Radhimë (also spelled Radhima) is a village in the municipality of Orikum, Vlorë County, in southern Albania. It is located on the western slopes of the Llogara Mountain, south of the city of Vlorë, and is known for agricultural production, especially citrus fruits, olives, and viticulture, as well as coastal tourism.

==History==
Archaeological finds in the area date back to the 3rd–2nd centuries BCE. The first recorded archaeological discovery occurred during World War I, when construction works in the Mavro Nero area uncovered large ceramic blocks, believed to have formed part of an ancient wall. These finds are housed in the Archaeological Museum of Vlorë and the National Museum in Tirana.

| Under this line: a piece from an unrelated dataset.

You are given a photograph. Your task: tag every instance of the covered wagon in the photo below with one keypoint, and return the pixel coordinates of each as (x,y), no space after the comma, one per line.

The earliest known appearance of the name "Radhimë" on a map dates to 1118. Following the death of Skanderbeg, the village is believed to have been a point of departure for Albanian migrants to southern Italy. Local place names and family names still reflect this historical link. Slavic toponyms such as Sello and Dremicë also appear in the area, dating from later periods. Until the Ottoman period, the village population was predominantly Catholic and Orthodox.

During Albania's independence movement and World War II, local residents contributed to national efforts.

In 1956, a collective agricultural cooperative was formed, later merging with those in Tragjas and Dukat. Between 1968 and 1970, hillside terracing and deforestation occurred between Jonufër and Nisi, followed by the establishment of the "Rinia" agricultural enterprise. Vineyards replaced large areas of oak forest, and new settlers, particularly from the Mesaplik area, moved into the village. By 1975, Radhimë had about 80 households, subsequent decades saw expansion of residential areas.

==Geography==
Radhimë lies on the coastal plain and hills along the Ionian Sea, with an elevation between 150 and 180 metres above sea level. The traditional territory covers about 20 km² (2,000 hectares), with a maximum north–south length of 7.5 km and east–west width of 4.5 km. The coastline extends for approximately 7.45 km, from Ura e Vrizit to the mouth of the Izvor River. Historically, the area was considered part of Labëria, under the administration of the Kanina Vilayet and later the Sanjak of Vlorë.

==Climate==
The village has a Mediterranean climate, with mild winters and sunny, relatively cool summers.